36 For example: the references to Giles and Cuthbert in Childe Roland suggest Browning's familiar attitude toward lost friends (see Strafford, Act I, The Italian in England, and The Lost Leader); the sunset that closes Childe Roland appears also at the end of Sordello, Pippa Passes, and the second book of Paracelsus; the corpse which Roland expects to find in the river has a parallel in Sordello, bk. IV; “frothy spume” is mentioned at the end of Christmas-Eve, and a “new tract of death, calcined to ashes” in Easter-Day. The corpse and the river are, by the way, probably connected with Wordsworth's Peter Bell.

37 Such facts imply that the desolate country, as well as the blast from Roland's horn, may be regarded as indefinitely symbolic.

38 For example, see Symons, Introduction to the Study of Robert Browning, 1 86, p. 103.

39 The richness of the background in Kubla Khan will be more apparent when Dr.
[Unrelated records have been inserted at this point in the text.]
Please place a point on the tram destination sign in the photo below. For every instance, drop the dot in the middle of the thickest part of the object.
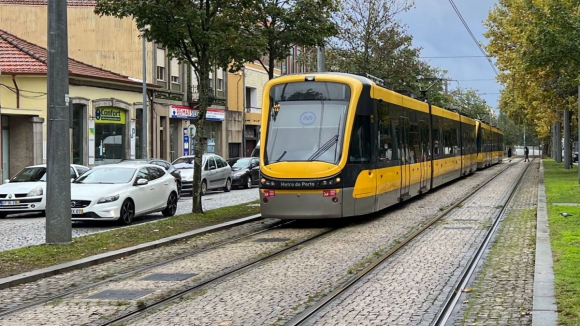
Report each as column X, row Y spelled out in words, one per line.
column 299, row 184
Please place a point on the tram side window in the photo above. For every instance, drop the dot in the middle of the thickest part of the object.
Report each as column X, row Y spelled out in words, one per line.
column 360, row 142
column 436, row 136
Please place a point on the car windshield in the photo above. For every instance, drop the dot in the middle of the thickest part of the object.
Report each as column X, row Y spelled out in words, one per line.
column 107, row 175
column 242, row 163
column 186, row 162
column 30, row 174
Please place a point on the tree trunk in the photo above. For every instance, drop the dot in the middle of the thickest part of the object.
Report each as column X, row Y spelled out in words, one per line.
column 203, row 83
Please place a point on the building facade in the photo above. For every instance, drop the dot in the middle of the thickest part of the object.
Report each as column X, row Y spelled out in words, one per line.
column 111, row 44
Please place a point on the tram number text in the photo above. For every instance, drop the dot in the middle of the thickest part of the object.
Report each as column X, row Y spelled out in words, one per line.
column 298, row 184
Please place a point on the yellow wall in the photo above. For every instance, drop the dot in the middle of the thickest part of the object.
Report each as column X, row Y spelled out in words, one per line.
column 235, row 95
column 38, row 105
column 104, row 42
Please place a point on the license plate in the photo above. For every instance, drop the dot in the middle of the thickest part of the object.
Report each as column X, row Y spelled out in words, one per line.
column 329, row 193
column 10, row 202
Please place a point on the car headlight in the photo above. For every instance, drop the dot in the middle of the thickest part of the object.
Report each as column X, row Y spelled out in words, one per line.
column 35, row 192
column 108, row 199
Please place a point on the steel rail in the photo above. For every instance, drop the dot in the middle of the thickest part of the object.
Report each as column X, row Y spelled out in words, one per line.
column 324, row 302
column 128, row 274
column 126, row 317
column 451, row 302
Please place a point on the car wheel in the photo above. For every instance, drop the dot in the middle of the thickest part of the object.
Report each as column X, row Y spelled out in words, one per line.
column 228, row 186
column 171, row 205
column 127, row 212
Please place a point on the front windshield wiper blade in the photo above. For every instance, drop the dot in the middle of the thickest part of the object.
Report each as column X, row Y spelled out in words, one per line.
column 331, row 142
column 279, row 158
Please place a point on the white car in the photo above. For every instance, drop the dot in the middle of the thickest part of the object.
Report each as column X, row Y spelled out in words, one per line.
column 26, row 191
column 120, row 192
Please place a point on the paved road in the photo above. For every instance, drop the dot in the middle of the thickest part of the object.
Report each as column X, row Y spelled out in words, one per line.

J. L. Lowes' studies in Coleridge are published.

40 When he called it a “fantasy,” he undoubtedly intended, in his usual manner, that the word should imply a great deal; but just what he meant it to imply we cannot be sure.

41 It may be that Browning, sharing somewhat in a Victorian reaction to the Romantic Movement, was actually ashamed to confess a vision origin for his poem.

42 The psychological background of this paper is of a very simple and fundamental sort, representing the consensus of modern opinion rather than any particular hypothesis. See, for example, such conservative texts as: Walsh, W. S., The Phychology of Dreams, N. Y. 1920, esp. pp. 17, 48, 55; Jastrow, J., The Subconscious, Houghton Mifflin, 1906, esp. pp. 138, 179, 188, 223f.; Long, C. E., Collected Papers on the Phychology of Phantasy, esp. pp. 20-24; Arnold-Forster, Studies in Dreams, Unwin, London, 1921, esp. pp. 20, 96, 121, 122, 168.